“V/H/S” is a weird movie because I enjoy it much more in retrospect than I did sitting in the theater. There are some elements that will delight horror fans, but there are moments of extreme frustration as well. “V/H/S” is another in the line of recent horror anthology films, and features a who’s who of hot young independent horror directors. Radio Silence, Ti West, Glenn McQuaid, Adam Wingard, David Bruckner, and Joe Swanberg all take a turn at the helm. The individual pieces of “V/H/S” are, for the most part, solid standalone horror shorts, and many of them have great, stand out elements. You will have to have a high tolerance for douche bags to watch “V/H/S”, but you’ll enjoy watching most of the characters die. How the pieces of the puzzle come together, or in this case, how they don’t, is the central problem with the film.
On their own, each segment is nice little bit of nastiness, and if I were watching any of them alone, everything would be fine. There’s a demon story, a slasher joint, some supernatural flavors, and more. All of the pieces are held together by a frame story, and the frame story is by far the weakest link. It isn’t the only chink in the armor, but it’s the biggest. The attempt to connect all the stories is terrible and obnoxious, so bad that it came close to ruining the entire movie.
The gimmick of “V/H/S” is that these guys who videotape themselves doing all sorts of violent, destructive things—they break in and destroy abandoned buildings, they grab random women and pull their tops off—break into a house to find a particular videotape. They’re looking for one tape out of thousands, and as they check each tape they find that each holds a horrific tale of horror.

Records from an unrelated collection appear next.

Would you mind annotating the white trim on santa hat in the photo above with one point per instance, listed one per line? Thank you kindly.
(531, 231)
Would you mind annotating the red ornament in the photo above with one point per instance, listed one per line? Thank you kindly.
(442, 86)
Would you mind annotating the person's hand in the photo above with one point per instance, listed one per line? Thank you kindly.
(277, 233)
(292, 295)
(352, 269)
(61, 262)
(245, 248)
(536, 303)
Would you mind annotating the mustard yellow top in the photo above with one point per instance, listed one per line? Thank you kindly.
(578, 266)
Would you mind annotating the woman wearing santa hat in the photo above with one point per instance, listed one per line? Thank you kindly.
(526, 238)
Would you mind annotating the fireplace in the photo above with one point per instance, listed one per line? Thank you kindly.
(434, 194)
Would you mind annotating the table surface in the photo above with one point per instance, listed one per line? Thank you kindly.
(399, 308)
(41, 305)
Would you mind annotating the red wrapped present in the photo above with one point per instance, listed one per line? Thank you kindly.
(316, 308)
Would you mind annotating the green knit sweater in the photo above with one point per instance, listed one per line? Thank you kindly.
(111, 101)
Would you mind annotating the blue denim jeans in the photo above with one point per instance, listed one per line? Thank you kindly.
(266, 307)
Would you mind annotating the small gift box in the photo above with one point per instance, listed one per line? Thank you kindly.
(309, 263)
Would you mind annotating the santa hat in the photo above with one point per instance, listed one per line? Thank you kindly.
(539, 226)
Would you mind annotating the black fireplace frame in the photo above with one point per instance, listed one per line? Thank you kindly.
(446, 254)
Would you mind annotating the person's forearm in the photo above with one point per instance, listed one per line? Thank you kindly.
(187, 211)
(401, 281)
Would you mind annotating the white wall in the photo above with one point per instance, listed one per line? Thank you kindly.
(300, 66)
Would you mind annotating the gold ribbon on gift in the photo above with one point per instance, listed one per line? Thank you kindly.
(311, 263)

The biggest stumbling block to “V/H/S” is length. Each section is too long, and as a result the movie runs twenty or thirty minutes beyond where it needs to. The frame story takes way, way too long to start. It drags on and on, and you start to not give a shit by the time the chapters kick in. And every installment shares the same device, a found footage sort of thing. That has its own drawbacks, but it’s fine. However, every chapter spends time setting how the story will be told. After a couple sections, tou don’t need that road map anymore because each segment that comes before already established the methodology. Instead of spending ten minutes telling you how this story will unfold, they could have done in four or five, been just as effective, and quickened the overall pace of the film. Instead, after each section, you’re forced to sit through another plodding introduction. Just when the pace, action, and tension all pick up to a fever pitch, the momentum stops and you start all over again. This is insanely frustrating to sit through time after time.
One of the middle chapters is a framed as a home movie of a couple on a road trip. By this point in the movie, you’ve been through a couple runs, and you don’t need to see these two walk around a faux old west town doing stupid touristy bullshit. By the time you get to the heart of the story, you’re bored and a little annoyed. Like I said, if you watched any single piece of “V/H/S” they all function as an independent horror short. Any one taken alone most are pretty damn cool. They’re full of inventivness, as well as frights, gore, and genre playfulness that makes them fun. Pasted together like they are, it simply never comes together as a whole like it should, or, more tragically, like it could.
That’s why I like “V/H/S” more now than I did when I was watching it. I can think back to the pieces, examine them in retrospect, and realize, yeah, that was pretty great. It’s easy to see why they chose each piece. But the way “V/H/S” tries to fit everything together causes problems. I wish I could take the film, fast-forward through the frame story, and watch each piece on its own.